В ворота райотдела въезжает милицейский «УАЗ», камера фиксирует уже знакомый номерной знак, из машины выходят двое — сержант и его напарник. Они смеются, разминаются, как после долгой сидячей работы, и поднимаются по ступенькам в отдел Инспекции безопасности дорожного движения.
— Вопросы есть? — спросил Голованов. — Вопросов нет… И суки должны быть наказаны. Нет, но как тебе нравится твой Серов?
— Он мне совершенно не нравится. А теперь, скорее всего, очень не понравится и его непосредственному начальству. Я вот только еще не решил, кому из них показать первому — Серову или Фадееву, его шефу? Вообще-то я человек не мстительный… Да и он мне показался поначалу нормальным мужиком, простым…
— Это уж точно! — со значением подтвердил Голованов. — У нас говорили: прост, как дрозд, в шляпу насрет и сраму не имет.
— Где это — у вас?
— Дома… — лаконично ответил Сева. Поди пойми его.
— Вот я и говорю, — вернулся к своей мысли Александр Борисович, — подумать надо, с кого начинать… Слушай, а может, вообще подождать? Что, если я ничего конкретного с ходу не предприму, а как бы затаюсь? Улечу по-тихому, например, к нашему Филе? Эти мои боевые шрамы можно и подгримировать… Или пока не мешать ему там действовать? Он же свое дело знает, советы мои не нужны… Надо подумать…
— Где собираешься думать, тут или в гостиницу тебя отвезти?
— А это тоже, между прочим, вопрос. Дай-ка я для начала все-таки схожу в ванную, не дает мне покоя этот устойчивый запах…

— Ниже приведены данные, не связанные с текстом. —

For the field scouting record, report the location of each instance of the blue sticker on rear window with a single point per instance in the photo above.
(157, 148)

— Очень трезвая мысль, — засмеялся Сева, — только вот одеться во что? Свитер я тебе дам… Великоват, но другого нет… Треники мои возьми, носки, до гостиницы доедем, а там сам разберешься. И за свой типаж не волнуйся, подправим чего надо. Фингал темными очками прикроем… Волосы зачешем на лоб, на боевую рану, отменная челка получится… А с губой? Примочки бы… Ладно, в аптеке достанем, в крайнем случае, будешь пока платочком прикрывать, словно у тебя зубы болят. Ну и подмажем кремом телесного цвета, это у Фили имеется, он же артист, без грима спать не ложится…
2
Александр Борисович рост имел — сто восемьдесят, но в одежде Голованова выглядел, мало сказать уморительно, просто нелепо. Огромные тренировочные штаны, свитер, свисавший почти до колен, да еще и атрибуты мимикрии сделали его почти неузнаваемым.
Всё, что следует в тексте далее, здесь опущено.